Amanda smiled. “So what are you going to study?”
“Well, though a teacher of modern fiction, I am still a student of twentieth century authors myself. That beautiful synthesis of expectation and despair that prevailed during the first half of the twentieth century –– how would I give that up? But as a focus, I should like to explore British novelists between the wars [World War I, World War II]. In many ways, that period seems symptomatic of our current American circumstance –– waiting for the next turn of the gyre, as it were.”
For in addition to a love of literature and a desire to pursue teaching at the college level, I want to enter graduate school for the same reason Jude Fawley wished to go to Christminster: to be a scholar.

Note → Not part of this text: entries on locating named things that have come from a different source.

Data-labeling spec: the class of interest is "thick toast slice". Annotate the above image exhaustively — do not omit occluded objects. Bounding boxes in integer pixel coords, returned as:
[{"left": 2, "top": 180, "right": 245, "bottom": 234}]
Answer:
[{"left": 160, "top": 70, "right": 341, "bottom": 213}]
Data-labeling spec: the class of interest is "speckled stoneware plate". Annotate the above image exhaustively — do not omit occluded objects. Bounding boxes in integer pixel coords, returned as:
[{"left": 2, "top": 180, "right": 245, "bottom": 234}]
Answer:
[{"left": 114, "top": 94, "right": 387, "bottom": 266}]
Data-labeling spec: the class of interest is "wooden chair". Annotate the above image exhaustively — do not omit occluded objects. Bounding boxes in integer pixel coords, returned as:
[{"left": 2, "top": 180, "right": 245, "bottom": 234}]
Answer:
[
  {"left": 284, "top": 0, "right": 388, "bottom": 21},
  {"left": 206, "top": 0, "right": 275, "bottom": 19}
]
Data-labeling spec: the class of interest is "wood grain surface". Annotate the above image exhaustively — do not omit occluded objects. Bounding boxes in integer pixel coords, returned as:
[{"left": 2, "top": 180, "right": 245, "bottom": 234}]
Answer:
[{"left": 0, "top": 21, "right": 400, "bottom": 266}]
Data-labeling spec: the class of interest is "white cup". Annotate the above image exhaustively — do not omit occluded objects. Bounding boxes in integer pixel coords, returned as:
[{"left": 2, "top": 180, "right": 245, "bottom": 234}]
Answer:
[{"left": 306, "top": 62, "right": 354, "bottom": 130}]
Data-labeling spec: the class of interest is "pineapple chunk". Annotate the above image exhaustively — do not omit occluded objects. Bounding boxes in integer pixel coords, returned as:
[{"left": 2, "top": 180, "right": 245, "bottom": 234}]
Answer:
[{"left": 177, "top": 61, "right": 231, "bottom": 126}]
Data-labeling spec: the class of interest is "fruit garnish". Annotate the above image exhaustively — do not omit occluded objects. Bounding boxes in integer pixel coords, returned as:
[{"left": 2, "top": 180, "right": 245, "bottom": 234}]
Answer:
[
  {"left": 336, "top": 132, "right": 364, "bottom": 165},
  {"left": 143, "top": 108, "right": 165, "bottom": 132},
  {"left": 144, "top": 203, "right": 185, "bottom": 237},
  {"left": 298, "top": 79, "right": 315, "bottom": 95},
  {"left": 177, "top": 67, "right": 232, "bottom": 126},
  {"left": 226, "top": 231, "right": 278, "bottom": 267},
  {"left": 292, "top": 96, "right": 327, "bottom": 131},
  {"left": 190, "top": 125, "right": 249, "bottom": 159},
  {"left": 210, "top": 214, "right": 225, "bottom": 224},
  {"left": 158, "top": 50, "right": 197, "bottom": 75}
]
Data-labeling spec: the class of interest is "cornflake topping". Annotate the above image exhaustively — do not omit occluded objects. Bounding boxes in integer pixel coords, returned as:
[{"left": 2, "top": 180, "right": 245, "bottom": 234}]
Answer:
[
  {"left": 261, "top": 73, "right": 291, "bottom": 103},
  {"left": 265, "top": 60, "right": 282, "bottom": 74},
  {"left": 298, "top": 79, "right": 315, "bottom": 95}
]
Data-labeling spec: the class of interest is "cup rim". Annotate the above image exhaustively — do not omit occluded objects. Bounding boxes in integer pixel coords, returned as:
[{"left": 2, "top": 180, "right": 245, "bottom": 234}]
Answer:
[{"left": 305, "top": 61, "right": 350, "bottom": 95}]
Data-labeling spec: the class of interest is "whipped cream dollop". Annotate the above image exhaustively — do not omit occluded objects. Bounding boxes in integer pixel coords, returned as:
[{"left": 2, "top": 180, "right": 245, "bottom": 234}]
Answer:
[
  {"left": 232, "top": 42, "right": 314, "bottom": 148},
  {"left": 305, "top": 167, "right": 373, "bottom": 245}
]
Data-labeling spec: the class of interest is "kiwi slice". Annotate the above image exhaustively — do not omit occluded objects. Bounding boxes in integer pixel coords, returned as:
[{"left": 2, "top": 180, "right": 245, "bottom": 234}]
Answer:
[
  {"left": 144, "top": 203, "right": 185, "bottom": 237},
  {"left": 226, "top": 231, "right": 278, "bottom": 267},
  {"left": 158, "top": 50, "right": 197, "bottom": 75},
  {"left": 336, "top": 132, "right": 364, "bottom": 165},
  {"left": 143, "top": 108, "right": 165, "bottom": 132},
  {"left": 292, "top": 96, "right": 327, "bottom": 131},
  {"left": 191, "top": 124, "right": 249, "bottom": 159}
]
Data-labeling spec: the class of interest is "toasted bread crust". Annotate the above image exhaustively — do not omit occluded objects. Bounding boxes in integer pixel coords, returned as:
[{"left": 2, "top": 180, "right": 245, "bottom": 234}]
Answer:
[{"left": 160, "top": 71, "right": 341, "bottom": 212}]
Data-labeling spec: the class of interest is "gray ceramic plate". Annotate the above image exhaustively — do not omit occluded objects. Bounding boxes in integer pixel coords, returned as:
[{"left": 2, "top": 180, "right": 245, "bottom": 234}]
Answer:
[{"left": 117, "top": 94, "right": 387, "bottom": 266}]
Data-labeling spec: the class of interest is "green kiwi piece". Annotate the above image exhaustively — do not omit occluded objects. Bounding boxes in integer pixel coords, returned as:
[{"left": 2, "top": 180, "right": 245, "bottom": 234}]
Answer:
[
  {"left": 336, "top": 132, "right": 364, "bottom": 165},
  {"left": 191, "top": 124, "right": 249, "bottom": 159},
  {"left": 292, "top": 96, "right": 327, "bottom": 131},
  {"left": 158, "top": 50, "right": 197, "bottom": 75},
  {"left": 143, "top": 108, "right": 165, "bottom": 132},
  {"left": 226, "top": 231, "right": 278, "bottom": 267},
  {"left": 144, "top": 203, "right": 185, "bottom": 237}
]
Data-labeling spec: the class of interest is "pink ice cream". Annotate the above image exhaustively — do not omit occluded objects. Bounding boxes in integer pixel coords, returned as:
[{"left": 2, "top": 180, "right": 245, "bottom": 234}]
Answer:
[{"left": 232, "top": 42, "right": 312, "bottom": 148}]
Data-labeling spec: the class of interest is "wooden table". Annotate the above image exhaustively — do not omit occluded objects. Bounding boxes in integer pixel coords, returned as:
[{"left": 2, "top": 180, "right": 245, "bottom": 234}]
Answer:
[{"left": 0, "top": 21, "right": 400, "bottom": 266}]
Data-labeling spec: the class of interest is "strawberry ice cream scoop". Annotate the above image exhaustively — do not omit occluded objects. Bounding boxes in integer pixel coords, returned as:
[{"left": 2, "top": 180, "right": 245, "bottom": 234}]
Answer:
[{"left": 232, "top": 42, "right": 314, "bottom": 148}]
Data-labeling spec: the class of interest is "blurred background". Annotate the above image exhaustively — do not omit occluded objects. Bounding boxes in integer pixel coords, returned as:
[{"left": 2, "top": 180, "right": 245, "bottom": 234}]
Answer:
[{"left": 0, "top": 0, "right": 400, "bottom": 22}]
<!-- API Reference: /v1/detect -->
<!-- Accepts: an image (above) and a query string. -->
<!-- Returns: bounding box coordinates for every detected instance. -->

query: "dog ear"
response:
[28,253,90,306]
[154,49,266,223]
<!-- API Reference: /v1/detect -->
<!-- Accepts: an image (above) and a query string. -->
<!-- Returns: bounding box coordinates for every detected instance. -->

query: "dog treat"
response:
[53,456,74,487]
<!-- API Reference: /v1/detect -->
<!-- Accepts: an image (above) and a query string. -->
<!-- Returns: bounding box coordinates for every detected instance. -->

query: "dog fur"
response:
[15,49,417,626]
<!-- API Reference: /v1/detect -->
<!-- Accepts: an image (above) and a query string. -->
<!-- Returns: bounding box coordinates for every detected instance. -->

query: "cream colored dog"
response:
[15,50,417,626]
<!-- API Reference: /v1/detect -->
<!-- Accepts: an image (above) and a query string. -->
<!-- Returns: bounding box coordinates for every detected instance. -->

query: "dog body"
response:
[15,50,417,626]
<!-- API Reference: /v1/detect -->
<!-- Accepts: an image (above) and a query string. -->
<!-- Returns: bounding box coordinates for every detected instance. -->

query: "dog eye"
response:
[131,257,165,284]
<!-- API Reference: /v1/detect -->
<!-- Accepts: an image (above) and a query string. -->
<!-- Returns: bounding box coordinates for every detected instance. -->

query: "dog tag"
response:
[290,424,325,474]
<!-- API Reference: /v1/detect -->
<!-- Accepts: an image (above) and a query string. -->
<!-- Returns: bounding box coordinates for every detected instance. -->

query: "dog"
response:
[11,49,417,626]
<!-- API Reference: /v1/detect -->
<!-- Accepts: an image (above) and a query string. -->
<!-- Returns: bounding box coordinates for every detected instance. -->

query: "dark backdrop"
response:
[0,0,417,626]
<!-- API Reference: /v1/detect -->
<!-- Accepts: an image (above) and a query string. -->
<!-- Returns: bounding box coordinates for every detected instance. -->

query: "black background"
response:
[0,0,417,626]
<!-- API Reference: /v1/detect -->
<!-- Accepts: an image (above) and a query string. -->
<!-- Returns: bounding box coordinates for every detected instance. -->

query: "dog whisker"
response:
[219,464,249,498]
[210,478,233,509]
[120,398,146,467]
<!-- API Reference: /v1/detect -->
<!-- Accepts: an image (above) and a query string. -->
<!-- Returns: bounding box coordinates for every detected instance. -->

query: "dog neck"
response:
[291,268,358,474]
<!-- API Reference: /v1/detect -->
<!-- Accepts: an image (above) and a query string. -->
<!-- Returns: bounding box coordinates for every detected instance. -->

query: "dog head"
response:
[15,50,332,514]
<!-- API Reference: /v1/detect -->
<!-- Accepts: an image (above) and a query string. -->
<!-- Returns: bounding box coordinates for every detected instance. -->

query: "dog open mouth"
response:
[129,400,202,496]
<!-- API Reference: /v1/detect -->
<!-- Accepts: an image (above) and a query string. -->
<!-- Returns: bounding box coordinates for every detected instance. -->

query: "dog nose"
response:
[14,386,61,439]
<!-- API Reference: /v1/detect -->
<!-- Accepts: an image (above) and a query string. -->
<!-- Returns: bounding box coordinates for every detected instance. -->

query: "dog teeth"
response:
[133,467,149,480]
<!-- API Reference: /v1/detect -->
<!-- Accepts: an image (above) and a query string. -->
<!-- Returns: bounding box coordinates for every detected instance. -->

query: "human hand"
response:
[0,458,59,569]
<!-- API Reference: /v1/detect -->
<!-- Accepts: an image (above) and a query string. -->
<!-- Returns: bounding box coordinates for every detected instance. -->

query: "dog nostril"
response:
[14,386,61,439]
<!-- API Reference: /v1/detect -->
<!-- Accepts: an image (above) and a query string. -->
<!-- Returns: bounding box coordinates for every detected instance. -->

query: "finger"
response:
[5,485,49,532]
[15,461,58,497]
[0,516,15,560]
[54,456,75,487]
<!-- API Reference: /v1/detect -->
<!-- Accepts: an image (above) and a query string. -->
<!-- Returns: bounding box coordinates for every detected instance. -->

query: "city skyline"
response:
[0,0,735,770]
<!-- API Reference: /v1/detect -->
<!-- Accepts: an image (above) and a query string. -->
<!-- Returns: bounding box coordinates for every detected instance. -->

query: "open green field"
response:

I want to return as a full-time student, having now occupied the other side of the teacher’s desk, and work towards my doctorate and a chance to serve the University. I can think of no place I would be as happy.

Le sigh.
Let's tip our hats and our hearts to Rich Russell!

3 comments:

Anonymous said...

ah -- 'tis true, 'tis true.
rar = nerdicus eternalis

SabilaK said...

I suspect that he may even have a gaggle of nerdy groupies out there. I nominate myself president of that fan club. Thanks.

Anonymous said...

Choosing NOT to go to Oxford is not impressive. It's a sign of stupidity.